Even if the Muslim Brotherhood and the other Islamist parties were to somehow lose the upcoming elections, this is what the alternative looks like.

(Weekly Standard) — Consider these two quotations, both of which are provided by members of the Egyptian intelligentsia: “The Holocaust is a lie,” and “The victory of the Zionist ideal is also the victory of my ideal.”

As some readers will recognize, the first quotation comes from Ahmed Ezz el-Arab, vice chairman of Egypt’s flagship Liberal party, the Wafd, who just last week denied that the Nazis killed 6 million Jews during World War II. “The Holocaust is a lie,” he told the Washington Times. “The Jews under German occupation were 2.4 million. So if they were all exterminated, where does the remaining 3.6 million come from?” The second statement was made in the early 1920s by Ahmed Zaki, a leading intellectual.
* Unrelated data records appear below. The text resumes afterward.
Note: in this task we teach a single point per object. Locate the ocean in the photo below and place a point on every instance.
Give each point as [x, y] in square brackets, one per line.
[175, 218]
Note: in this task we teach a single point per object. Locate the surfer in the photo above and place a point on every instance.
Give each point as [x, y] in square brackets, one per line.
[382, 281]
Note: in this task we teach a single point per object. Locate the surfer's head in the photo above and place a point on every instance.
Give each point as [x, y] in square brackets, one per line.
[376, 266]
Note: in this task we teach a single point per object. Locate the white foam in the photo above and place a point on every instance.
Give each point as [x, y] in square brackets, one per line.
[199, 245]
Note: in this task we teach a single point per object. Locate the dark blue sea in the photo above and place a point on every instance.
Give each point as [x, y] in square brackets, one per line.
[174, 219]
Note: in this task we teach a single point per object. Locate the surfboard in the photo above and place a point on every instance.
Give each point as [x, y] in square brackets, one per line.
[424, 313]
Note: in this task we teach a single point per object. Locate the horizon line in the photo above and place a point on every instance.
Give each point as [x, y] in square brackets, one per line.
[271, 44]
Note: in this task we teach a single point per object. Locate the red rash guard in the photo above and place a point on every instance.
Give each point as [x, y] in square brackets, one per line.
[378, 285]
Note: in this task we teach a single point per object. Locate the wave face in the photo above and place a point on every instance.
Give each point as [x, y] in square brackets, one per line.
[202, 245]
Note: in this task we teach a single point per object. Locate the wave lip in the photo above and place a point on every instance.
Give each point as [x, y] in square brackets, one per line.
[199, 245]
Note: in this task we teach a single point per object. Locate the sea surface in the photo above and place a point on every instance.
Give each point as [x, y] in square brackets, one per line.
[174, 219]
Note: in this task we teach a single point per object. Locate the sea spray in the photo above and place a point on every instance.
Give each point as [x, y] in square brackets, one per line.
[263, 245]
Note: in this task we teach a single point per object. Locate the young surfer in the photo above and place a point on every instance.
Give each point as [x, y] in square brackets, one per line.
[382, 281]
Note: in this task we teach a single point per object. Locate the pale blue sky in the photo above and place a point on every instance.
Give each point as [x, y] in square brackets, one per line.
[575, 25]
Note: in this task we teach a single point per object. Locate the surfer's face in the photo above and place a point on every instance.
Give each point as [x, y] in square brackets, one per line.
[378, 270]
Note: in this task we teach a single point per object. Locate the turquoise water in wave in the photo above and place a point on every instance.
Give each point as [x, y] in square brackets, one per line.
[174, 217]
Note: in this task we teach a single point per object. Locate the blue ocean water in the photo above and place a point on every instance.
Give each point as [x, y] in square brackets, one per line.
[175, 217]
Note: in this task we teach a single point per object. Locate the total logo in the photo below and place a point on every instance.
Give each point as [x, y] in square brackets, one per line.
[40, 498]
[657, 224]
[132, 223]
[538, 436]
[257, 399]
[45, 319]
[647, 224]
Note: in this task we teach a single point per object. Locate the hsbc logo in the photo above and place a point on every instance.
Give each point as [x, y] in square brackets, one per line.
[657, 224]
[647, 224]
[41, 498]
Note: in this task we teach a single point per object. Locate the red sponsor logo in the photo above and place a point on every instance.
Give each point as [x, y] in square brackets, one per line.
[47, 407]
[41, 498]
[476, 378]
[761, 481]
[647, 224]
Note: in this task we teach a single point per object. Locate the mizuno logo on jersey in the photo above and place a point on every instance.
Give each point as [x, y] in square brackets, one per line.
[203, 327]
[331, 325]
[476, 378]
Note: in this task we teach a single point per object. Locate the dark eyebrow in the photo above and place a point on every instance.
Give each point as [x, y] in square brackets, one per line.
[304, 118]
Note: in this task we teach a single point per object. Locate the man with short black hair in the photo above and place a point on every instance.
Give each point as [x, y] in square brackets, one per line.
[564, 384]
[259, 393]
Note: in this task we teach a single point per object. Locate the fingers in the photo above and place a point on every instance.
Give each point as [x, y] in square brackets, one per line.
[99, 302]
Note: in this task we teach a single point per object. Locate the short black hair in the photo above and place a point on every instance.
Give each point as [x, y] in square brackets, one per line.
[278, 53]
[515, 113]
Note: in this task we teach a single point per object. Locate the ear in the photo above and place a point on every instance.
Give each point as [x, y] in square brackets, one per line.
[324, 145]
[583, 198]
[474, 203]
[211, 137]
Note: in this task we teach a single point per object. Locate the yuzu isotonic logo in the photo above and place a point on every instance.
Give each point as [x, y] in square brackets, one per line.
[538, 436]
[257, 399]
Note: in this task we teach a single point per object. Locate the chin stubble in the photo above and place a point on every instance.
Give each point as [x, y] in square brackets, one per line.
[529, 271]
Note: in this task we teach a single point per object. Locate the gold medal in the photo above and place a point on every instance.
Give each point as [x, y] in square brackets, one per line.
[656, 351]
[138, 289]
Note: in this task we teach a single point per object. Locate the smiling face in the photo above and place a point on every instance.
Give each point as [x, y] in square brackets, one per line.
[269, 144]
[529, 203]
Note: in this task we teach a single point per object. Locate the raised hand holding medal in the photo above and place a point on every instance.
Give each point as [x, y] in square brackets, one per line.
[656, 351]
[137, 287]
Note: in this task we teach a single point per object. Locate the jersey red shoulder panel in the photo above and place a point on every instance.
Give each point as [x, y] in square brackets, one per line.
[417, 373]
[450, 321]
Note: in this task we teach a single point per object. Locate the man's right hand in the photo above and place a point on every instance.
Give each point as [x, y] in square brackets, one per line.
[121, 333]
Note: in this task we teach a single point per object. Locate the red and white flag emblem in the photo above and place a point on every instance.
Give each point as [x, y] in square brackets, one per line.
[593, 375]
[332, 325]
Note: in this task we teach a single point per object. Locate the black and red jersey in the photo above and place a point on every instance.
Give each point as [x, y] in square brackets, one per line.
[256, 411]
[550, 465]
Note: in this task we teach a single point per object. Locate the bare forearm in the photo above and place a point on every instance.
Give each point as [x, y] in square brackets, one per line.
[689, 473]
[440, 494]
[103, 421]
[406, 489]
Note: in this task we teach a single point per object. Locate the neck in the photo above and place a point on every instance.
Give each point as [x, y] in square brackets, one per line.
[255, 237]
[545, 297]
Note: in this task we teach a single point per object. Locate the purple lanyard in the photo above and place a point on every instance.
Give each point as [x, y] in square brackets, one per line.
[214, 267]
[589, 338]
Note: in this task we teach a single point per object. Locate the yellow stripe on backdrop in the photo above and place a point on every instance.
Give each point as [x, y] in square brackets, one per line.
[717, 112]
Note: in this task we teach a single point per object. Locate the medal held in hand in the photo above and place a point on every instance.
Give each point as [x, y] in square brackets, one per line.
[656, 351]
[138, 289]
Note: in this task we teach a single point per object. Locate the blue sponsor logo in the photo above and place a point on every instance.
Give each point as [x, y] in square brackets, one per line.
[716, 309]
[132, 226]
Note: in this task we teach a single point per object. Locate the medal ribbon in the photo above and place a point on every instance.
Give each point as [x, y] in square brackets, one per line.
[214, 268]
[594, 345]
To most readers these two statements must seem quite astonishing, each in their own way, of course. And yet they both reflect their respective contexts and indicate the huge gulf between the intellectual, political, and moral climate of early twentieth century Egypt and the present—and perhaps offer us a clue as to what happened during the intervening years.

Today, anti-Semitism is a disease shared by many across Egypt’s political spectrum, so it is hardly surprising that they are also anti-Zionist. This was not always the case. In the early part of the last century, Zionism won sympathy and support from many Egyptian intellectuals and politicians. For instance, an Egyptian newspaper in 1917, Al Lataif Al Musawara, described Jewish officers who died during Allenby’s campaign in Palestine as “falling in the battle in a land that is the homeland of their ancestors and one in which the children of Israel have always fought their enemies and the invaders of their land.”